Mr. Gilbert tells us that “it would lack integrity and ring hollow to our 17,000 employees to pay some large, unwarranted settlement and admit things we did not do just because a young lawyer walks in with a business card that says ‘DOJ’ on it.” Mr. Gilbert, who owns the National Basketball Association’s Cleveland Cavaliers, seems ready to compete in the courtroom, too.
The government’s case is built on a handful of internal Quicken emails with disparaging comments about particular loans. But if some great offense has been committed, it’s hard to find it in the records kept by the alleged victim.
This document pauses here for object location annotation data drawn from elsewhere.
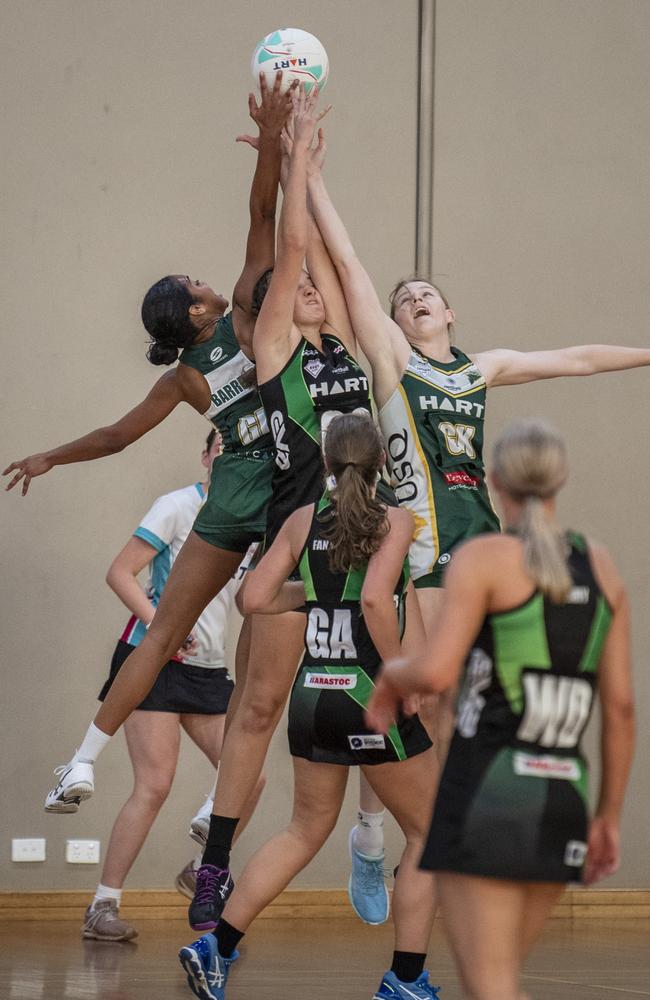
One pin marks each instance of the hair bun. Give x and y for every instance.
(162, 353)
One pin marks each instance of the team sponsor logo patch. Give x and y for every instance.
(546, 766)
(329, 681)
(575, 853)
(462, 479)
(373, 741)
(578, 595)
(314, 367)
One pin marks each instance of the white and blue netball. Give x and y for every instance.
(298, 54)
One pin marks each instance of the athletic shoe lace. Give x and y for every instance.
(371, 877)
(207, 884)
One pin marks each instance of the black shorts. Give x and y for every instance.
(500, 823)
(327, 726)
(179, 687)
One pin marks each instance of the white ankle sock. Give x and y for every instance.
(369, 833)
(105, 892)
(93, 743)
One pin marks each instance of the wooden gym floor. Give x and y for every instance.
(322, 959)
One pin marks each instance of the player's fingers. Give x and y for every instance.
(14, 481)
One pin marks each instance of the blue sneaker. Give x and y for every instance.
(392, 988)
(207, 970)
(366, 889)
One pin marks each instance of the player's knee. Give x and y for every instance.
(153, 793)
(258, 715)
(313, 826)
A critical metric the FHA uses to judge lenders is known as the “compare ratio.” Specifically, it compares the rate of early defaults and claims generated by one lender with the rate generated by other lenders who cover the same area. A lender that never originates a bad loan would have a ratio of 0% and a lender with an average rate of defaults would be marked at 100%. According to the government’s own data, Quicken’s compare ratio is 35%—not merely better than average but the best score among all large national lenders.
Mr. Gilbert says his company offered to “step in to FHA’s shoes and take over providing insurance on our FHA loans; meaning we would collect the premiums on the loans and pay out any claims. Not surprisingly, they weren’t interested.”
Federal Judge Reggie Walton recently rejected the government’s attempt to hold a trial in Washington instead of Quicken’s home state of Michigan. But not holding a trial at all would be the wisest course, not least because Justice is likely to lose in court. By dropping the case, Mr. Sessions can show that the Justice Department is done extorting business for political show. All Trump cabinet officers should send similar tidings to ring in a new era of growth.